Image-based Deep Learning Approaches for Point Cloud Classification for Heritage BIM Modelling
Keywords: Heritage Building Information Modelling, Point Cloud Classification, Deep Learning, Image-Based Segmentation, Semantic Enrichment, Cultural Heritage
Abstract. This paper investigates the use of image-based deep learning methods to automate the segmentation and semantic classification of point clouds for Heritage Building Information Modelling (HBIM). In response to the limitations of classical machine learning approaches such as Random Forests, DBSCAN, and K-Nearest Neighbours, this paper proposes a hybrid pipeline combining 360° panoramic imagery with state-of-the-art computer vision models. The proposed solution leverages Meta’s Segment Anything Model (SAM) for image-based segmentation and YOLO World for open-vocabulary object classification, with segmentation masks reprojected into 3D space to annotate point clouds data of heritage buildings.
Experiments were conducted on a high-resolution dataset from the Queen’s House, Royal Museums Greenwich. Results show that SAM generalises well to equirectangular projections, particularly when applied to synthetic panoramas rendered from point clouds. YOLO World enhanced semantic labelling but showed reduced specificity in heritage contexts. The proposed hybrid pipeline produced spatially consistent and semantically enriched 3D segments, demonstrating potential for reducing manual labour in HBIM workflows.

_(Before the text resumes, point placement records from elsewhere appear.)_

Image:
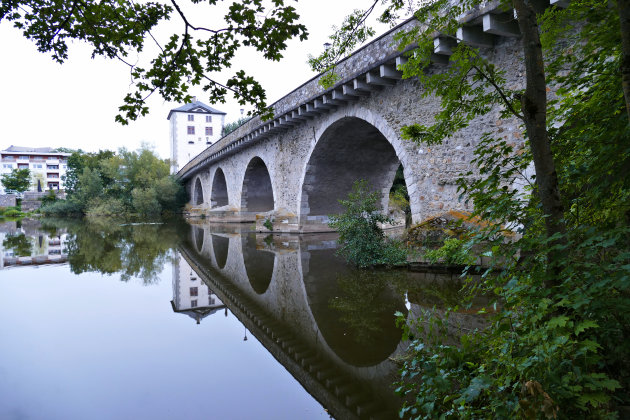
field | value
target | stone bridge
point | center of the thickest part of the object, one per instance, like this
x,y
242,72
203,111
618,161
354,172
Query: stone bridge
x,y
293,169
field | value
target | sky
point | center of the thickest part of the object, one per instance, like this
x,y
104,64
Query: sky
x,y
45,104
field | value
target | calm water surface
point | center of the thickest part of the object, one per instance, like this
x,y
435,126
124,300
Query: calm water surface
x,y
106,320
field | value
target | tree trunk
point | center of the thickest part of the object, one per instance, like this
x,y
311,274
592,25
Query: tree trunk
x,y
623,7
534,107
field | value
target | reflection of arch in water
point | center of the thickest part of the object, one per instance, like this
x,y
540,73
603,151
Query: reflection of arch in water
x,y
198,193
221,246
258,264
218,194
354,312
348,150
257,193
198,238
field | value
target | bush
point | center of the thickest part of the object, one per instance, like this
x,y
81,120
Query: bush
x,y
107,207
50,197
454,251
13,213
61,207
361,238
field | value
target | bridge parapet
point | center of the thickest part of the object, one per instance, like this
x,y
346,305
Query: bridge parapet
x,y
368,69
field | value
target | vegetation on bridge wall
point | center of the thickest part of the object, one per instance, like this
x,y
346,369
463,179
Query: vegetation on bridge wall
x,y
557,345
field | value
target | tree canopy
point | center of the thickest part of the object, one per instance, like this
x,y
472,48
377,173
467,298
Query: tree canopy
x,y
195,56
556,345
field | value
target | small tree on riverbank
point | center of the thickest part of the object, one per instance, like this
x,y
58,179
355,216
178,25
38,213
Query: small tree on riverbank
x,y
361,239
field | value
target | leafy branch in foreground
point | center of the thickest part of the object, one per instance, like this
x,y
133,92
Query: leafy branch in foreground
x,y
119,30
556,344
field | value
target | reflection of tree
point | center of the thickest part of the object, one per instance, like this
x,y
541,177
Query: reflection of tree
x,y
20,244
366,304
108,247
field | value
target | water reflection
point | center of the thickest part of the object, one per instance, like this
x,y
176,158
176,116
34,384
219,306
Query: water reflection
x,y
190,295
220,245
353,309
330,326
259,261
27,243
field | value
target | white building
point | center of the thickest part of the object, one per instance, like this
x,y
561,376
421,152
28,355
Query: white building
x,y
46,165
193,127
191,296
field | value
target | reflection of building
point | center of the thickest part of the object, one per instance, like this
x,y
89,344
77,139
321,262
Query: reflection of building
x,y
194,127
45,165
21,246
191,296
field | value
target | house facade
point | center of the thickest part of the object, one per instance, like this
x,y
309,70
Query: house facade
x,y
46,165
193,127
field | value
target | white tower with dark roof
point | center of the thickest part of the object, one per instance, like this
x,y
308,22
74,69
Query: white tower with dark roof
x,y
193,127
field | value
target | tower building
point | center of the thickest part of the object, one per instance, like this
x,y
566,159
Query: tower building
x,y
193,128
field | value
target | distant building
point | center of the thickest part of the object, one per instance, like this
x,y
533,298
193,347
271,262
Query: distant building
x,y
191,296
193,127
46,165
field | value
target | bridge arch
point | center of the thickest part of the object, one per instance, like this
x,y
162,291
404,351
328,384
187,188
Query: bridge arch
x,y
220,247
198,198
218,191
354,145
257,192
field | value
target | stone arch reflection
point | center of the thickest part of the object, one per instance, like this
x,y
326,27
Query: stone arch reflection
x,y
259,263
219,195
198,195
354,313
198,237
221,246
349,149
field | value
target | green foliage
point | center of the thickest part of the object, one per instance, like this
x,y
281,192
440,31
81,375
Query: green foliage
x,y
361,238
49,197
344,39
20,244
62,207
556,344
106,183
229,127
12,212
192,57
454,251
17,180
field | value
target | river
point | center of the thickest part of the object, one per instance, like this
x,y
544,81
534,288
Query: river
x,y
114,320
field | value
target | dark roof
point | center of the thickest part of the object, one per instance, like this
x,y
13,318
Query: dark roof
x,y
43,150
196,107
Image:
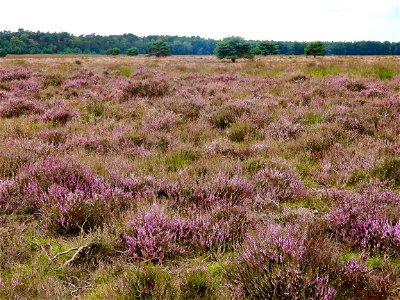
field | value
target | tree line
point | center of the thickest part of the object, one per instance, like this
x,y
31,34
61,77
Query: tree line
x,y
28,42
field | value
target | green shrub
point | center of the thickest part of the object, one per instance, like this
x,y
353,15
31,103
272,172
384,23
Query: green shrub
x,y
238,132
384,73
388,170
176,161
113,51
132,51
148,282
223,119
198,284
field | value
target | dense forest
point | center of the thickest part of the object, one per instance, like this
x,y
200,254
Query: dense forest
x,y
28,42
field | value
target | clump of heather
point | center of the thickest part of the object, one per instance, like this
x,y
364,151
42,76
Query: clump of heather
x,y
270,266
283,130
18,73
59,114
368,220
158,235
16,107
153,87
66,195
278,185
208,192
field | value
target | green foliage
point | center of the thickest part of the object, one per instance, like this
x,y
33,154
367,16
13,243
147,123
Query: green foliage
x,y
315,49
148,283
266,48
314,119
133,51
3,52
158,49
198,285
388,170
177,160
223,119
233,48
238,132
113,51
384,73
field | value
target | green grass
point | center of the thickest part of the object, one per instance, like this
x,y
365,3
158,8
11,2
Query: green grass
x,y
176,161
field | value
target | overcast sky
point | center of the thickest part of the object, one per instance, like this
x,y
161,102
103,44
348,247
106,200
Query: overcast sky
x,y
301,20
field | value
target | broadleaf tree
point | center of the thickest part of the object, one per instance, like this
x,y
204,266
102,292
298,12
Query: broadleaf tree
x,y
158,48
233,48
266,48
315,49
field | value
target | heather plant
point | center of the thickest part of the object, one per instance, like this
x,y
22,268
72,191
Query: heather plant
x,y
3,53
67,196
389,170
238,132
151,87
222,119
197,284
147,282
277,185
269,267
156,236
16,107
368,220
176,161
190,177
19,73
59,114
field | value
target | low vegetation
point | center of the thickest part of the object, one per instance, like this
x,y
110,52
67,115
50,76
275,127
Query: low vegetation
x,y
196,178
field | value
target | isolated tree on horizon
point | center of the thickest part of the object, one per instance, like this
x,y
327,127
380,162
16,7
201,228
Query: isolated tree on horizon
x,y
266,48
132,51
315,49
113,51
233,48
158,49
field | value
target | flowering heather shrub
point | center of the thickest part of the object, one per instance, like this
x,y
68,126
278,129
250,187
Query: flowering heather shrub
x,y
388,170
27,88
283,130
320,138
222,229
154,87
357,280
355,124
52,136
68,197
278,185
222,119
367,220
157,236
270,267
188,136
59,114
207,192
16,107
18,73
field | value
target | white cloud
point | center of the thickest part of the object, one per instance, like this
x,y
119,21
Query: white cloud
x,y
252,19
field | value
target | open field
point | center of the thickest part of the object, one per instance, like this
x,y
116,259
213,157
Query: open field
x,y
194,178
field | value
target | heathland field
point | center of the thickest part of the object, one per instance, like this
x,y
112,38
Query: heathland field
x,y
196,178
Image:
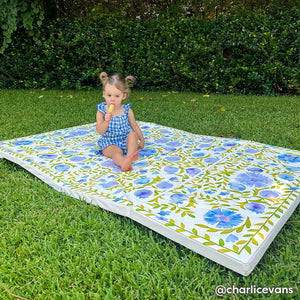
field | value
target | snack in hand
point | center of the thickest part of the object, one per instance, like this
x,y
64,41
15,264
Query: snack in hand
x,y
111,108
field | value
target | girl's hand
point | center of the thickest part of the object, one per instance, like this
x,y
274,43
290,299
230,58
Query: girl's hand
x,y
107,117
141,144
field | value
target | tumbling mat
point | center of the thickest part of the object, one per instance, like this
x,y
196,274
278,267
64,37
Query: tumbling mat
x,y
225,199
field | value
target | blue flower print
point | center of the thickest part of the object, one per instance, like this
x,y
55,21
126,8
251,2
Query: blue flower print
x,y
147,152
269,194
171,170
164,185
254,179
22,143
173,158
259,170
223,218
178,198
110,184
211,160
251,151
192,171
286,177
48,156
77,158
294,169
162,214
232,238
289,158
162,141
142,180
258,208
237,186
143,193
198,154
230,144
62,168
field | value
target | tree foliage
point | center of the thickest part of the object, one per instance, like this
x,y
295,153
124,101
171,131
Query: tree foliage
x,y
28,14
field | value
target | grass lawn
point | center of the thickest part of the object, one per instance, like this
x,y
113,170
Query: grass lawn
x,y
56,247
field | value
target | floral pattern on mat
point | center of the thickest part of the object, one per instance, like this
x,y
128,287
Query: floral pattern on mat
x,y
226,194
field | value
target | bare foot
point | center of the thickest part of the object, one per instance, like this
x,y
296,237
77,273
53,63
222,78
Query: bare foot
x,y
128,160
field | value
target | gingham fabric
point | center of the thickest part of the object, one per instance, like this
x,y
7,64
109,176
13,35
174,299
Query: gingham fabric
x,y
117,130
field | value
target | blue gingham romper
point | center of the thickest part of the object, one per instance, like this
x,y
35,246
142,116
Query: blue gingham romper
x,y
117,130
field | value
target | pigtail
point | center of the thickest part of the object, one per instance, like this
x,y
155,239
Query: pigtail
x,y
103,77
130,79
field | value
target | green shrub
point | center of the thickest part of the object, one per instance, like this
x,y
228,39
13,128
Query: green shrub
x,y
250,54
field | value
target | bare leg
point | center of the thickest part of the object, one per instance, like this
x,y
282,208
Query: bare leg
x,y
132,152
116,154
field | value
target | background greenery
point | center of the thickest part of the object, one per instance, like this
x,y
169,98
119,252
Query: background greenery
x,y
228,51
56,247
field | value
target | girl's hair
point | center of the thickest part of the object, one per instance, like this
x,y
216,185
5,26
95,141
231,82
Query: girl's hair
x,y
118,81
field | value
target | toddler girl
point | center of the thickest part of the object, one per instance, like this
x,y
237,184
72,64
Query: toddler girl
x,y
121,137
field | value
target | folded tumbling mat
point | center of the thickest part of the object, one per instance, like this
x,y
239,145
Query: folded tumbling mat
x,y
225,199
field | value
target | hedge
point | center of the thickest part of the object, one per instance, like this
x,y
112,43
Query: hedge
x,y
250,54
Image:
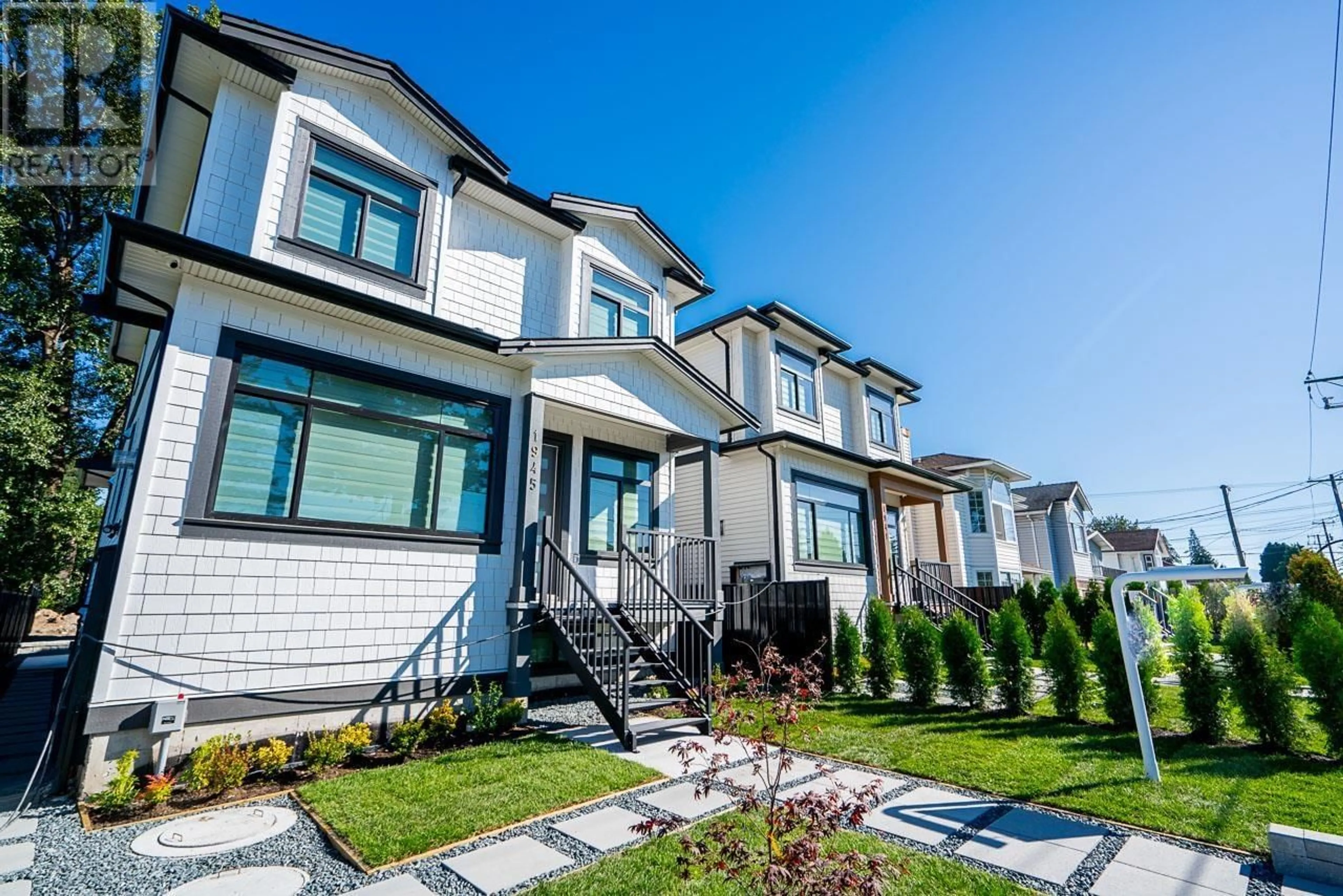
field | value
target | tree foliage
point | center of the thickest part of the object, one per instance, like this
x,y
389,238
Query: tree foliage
x,y
1274,561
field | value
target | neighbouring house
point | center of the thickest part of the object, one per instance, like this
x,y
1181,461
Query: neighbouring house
x,y
1138,550
391,414
988,516
825,485
1052,532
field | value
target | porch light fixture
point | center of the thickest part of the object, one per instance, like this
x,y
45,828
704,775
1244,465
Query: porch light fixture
x,y
1135,684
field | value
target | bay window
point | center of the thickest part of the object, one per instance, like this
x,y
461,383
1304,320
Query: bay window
x,y
832,522
307,445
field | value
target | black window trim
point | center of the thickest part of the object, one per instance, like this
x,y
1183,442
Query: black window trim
x,y
864,520
590,285
233,344
895,441
289,236
781,350
594,447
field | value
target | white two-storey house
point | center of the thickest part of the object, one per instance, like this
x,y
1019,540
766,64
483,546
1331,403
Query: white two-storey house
x,y
825,485
988,516
391,412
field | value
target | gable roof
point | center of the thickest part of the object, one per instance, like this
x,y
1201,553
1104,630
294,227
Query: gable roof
x,y
1134,539
1039,498
385,70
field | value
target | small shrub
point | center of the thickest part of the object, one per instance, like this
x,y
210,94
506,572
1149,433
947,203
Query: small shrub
x,y
272,758
1012,672
1319,656
218,765
964,656
356,737
1262,679
1202,687
1037,612
407,737
324,752
848,649
121,788
158,789
485,707
1317,579
441,725
1066,663
1108,659
880,649
919,645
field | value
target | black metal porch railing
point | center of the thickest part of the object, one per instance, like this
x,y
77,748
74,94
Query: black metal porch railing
x,y
675,636
916,588
597,645
688,565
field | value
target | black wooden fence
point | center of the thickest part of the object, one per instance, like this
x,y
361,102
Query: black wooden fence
x,y
15,620
791,616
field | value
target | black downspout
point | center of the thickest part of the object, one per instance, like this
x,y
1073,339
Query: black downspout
x,y
774,514
727,367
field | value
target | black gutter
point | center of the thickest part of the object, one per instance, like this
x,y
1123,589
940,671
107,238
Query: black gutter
x,y
727,319
470,171
386,70
121,230
841,455
777,520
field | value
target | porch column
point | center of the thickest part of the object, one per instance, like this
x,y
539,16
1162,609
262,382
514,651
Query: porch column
x,y
710,483
521,604
942,532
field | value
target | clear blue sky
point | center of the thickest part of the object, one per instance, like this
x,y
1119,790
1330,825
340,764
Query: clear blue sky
x,y
1090,230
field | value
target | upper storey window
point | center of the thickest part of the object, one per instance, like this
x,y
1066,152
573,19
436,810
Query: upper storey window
x,y
355,209
881,418
617,308
797,382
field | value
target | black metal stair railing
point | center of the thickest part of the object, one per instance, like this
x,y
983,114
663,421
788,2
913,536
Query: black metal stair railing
x,y
675,636
937,598
593,640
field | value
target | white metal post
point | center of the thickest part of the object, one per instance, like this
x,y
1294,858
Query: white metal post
x,y
1135,683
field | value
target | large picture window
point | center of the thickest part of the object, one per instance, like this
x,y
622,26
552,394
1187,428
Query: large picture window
x,y
797,382
881,418
359,210
832,523
617,308
618,496
307,445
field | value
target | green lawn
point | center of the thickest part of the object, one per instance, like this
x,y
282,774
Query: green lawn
x,y
1227,794
393,813
651,871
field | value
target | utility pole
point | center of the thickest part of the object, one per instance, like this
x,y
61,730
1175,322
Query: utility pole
x,y
1236,536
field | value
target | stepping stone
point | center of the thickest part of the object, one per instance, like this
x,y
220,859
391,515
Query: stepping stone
x,y
1302,887
1035,844
19,829
851,780
273,880
214,832
399,886
604,829
680,800
927,816
1154,868
15,858
507,864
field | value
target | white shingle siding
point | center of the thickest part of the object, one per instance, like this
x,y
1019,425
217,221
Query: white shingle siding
x,y
626,386
293,604
233,171
499,275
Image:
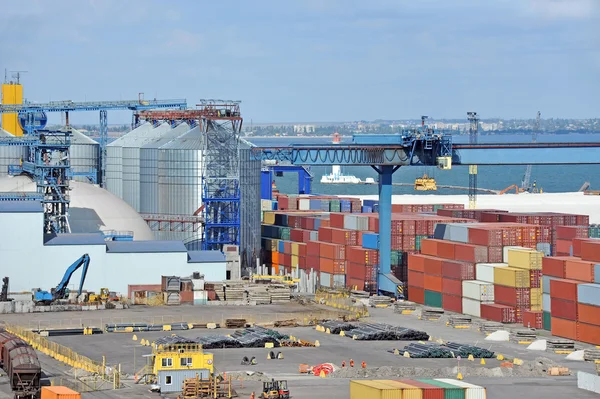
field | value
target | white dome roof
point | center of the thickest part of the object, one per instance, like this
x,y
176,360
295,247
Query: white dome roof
x,y
92,208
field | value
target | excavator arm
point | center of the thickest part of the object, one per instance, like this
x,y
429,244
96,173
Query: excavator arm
x,y
59,291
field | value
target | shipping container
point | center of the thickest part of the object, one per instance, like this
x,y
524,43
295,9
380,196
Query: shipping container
x,y
450,391
485,271
452,303
471,391
564,289
588,333
511,277
524,258
429,391
478,290
472,307
590,250
59,392
361,389
580,270
498,312
588,314
588,294
564,328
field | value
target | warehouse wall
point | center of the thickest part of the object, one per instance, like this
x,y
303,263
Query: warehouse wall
x,y
31,264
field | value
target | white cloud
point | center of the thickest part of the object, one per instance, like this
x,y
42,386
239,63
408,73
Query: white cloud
x,y
564,9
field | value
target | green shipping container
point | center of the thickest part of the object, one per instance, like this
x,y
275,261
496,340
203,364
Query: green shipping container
x,y
450,391
433,298
547,321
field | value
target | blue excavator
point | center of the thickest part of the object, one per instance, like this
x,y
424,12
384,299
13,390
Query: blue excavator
x,y
61,291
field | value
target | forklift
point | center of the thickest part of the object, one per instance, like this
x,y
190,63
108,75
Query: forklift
x,y
275,390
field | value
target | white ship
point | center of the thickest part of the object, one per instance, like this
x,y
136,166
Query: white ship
x,y
337,177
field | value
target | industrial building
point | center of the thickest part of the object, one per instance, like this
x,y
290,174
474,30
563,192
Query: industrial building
x,y
34,260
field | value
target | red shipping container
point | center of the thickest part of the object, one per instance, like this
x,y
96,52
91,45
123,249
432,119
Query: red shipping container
x,y
416,294
470,253
458,270
564,289
429,246
432,283
590,250
554,266
535,278
564,328
416,279
588,314
452,303
433,266
518,297
562,309
588,333
499,313
533,319
579,270
416,262
451,286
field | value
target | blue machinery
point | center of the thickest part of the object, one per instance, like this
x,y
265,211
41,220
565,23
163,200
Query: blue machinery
x,y
387,153
60,292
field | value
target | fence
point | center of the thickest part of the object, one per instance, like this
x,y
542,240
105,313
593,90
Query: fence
x,y
68,356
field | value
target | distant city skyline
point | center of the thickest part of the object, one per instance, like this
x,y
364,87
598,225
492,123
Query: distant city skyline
x,y
313,60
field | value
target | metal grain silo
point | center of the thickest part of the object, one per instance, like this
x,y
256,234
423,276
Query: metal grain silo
x,y
180,174
149,169
10,155
83,154
131,162
114,159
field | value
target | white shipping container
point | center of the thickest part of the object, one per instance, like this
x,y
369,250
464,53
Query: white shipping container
x,y
304,204
485,271
471,391
472,307
505,252
478,290
325,279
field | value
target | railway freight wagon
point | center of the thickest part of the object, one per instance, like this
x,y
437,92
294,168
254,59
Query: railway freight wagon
x,y
21,364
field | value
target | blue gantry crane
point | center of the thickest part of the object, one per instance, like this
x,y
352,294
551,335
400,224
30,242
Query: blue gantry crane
x,y
61,292
387,153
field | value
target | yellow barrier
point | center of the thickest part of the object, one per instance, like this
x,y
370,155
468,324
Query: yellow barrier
x,y
65,355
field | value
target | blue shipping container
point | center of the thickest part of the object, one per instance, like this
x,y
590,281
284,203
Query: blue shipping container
x,y
588,294
370,240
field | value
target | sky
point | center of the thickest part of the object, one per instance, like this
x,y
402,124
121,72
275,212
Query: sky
x,y
313,60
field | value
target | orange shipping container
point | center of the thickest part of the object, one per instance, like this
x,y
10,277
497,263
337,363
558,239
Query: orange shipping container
x,y
588,314
433,283
579,270
564,328
59,392
588,333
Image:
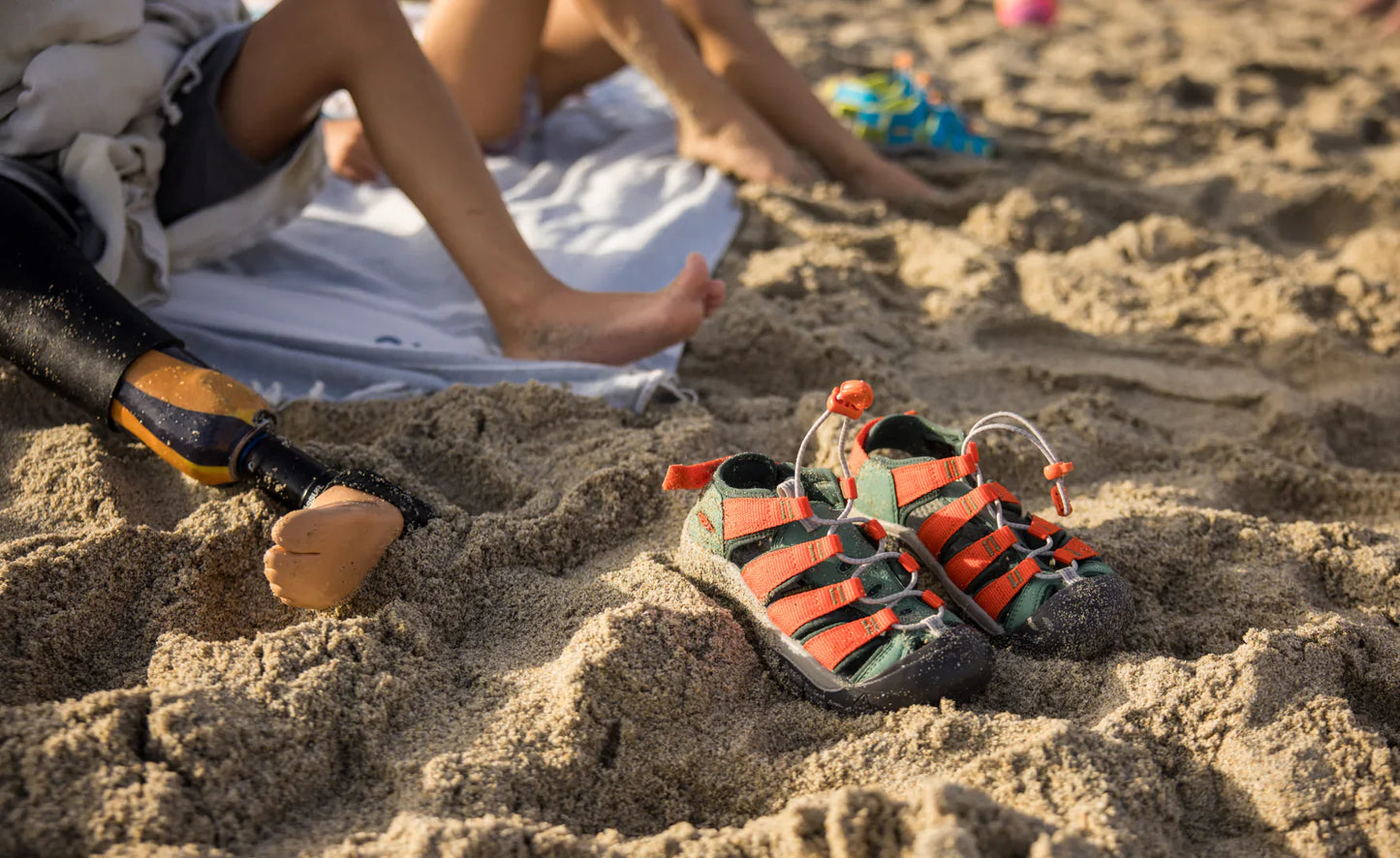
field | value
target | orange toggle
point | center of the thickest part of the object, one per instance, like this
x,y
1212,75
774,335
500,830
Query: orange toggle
x,y
874,530
850,399
691,476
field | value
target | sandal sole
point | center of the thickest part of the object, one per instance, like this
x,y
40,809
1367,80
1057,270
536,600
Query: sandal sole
x,y
955,665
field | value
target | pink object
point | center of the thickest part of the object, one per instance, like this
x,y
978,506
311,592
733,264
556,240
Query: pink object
x,y
1018,13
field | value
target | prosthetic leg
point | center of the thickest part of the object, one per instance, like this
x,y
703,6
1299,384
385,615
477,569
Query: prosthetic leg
x,y
75,333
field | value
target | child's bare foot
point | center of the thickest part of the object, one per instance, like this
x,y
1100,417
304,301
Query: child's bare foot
x,y
881,179
742,146
610,327
325,550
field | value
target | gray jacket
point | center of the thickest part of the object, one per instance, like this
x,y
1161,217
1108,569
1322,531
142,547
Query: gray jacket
x,y
93,84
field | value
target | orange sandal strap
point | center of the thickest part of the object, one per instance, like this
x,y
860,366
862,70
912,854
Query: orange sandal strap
x,y
971,562
941,527
1073,550
1000,593
792,613
769,571
749,515
832,647
913,481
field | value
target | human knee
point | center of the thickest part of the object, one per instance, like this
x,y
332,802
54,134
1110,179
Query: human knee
x,y
194,417
708,15
348,27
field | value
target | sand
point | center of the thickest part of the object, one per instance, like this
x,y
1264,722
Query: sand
x,y
1186,270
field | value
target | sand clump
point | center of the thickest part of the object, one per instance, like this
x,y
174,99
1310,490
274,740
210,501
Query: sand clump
x,y
1185,270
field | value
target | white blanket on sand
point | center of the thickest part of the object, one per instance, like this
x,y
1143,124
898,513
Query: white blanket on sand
x,y
358,298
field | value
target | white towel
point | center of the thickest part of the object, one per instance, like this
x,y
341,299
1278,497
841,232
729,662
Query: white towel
x,y
358,298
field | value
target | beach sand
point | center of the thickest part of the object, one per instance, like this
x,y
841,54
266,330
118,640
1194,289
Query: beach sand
x,y
1185,270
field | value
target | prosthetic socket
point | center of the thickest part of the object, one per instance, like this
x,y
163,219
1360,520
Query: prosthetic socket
x,y
76,335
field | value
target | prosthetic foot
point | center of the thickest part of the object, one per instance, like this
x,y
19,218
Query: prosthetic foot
x,y
75,333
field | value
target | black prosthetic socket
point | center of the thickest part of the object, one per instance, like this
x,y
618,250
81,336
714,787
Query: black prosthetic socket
x,y
296,479
63,323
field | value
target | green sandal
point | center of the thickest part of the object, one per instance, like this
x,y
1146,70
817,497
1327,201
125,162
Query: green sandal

Despite challenges related to projection ambiguity, occlusion, and semantic granularity, the research presented in the paper validates a novel paradigm for 3D heritage interpretation that fuses visual intelligence with geometric precision. With the results from the experiment presented in the paper, a future recommendation incorporating multi-view inputs, depth filtering, and ontology mapping is also provided to scale the approach toward practical HBIM adoption.